NVIDIA / dcgm-exporter

NVIDIA GPU metrics exporter for Prometheus leveraging DCGM
Apache License 2.0
923 stars 159 forks source link

The pod and namespace information in the monitoring indicators of some Gpus occupied by Pods is empty #373

Open qingfenghcy opened 3 months ago

qingfenghcy commented 3 months ago

What is the version?

3.1.8-3.1.5

What happened?

I have installed the daemonset of dcgm-exporter and gpu-nvidia in the k8s cluster, and now I have the ability to monitor GPU-related indicators. There are more than 200 nodes in the cluster. I find that T4 Gpus on some nodes have been occupied by Pods, but the pod and namespace fields in the monitoring indicator information are empty. I compared the configuration of the node information between the non-empty and empty configurations and found no difference. At the same time, the pod logs of dcgm and gpu-nvidia are not different and abnormal.

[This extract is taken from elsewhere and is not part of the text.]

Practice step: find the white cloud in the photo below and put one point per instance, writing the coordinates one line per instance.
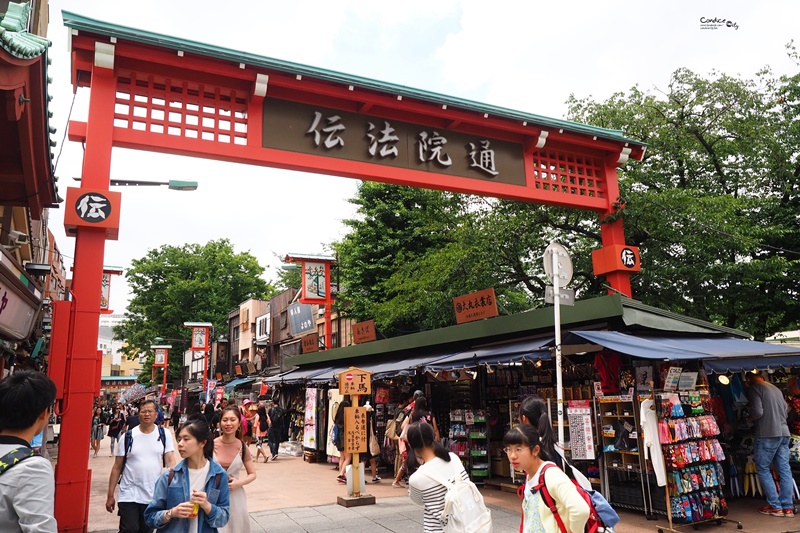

What did you expect to happen?

I want to know why and what to look for.

What is the GPU model?

Each machine has a T4 GPU

What is the environment?

A k8s cluster with 200+ bare metal nodes.

How did you deploy the dcgm-exporter and what is the configuration?

No response

How to reproduce the issue?

No response

Anything else we need to know?

No response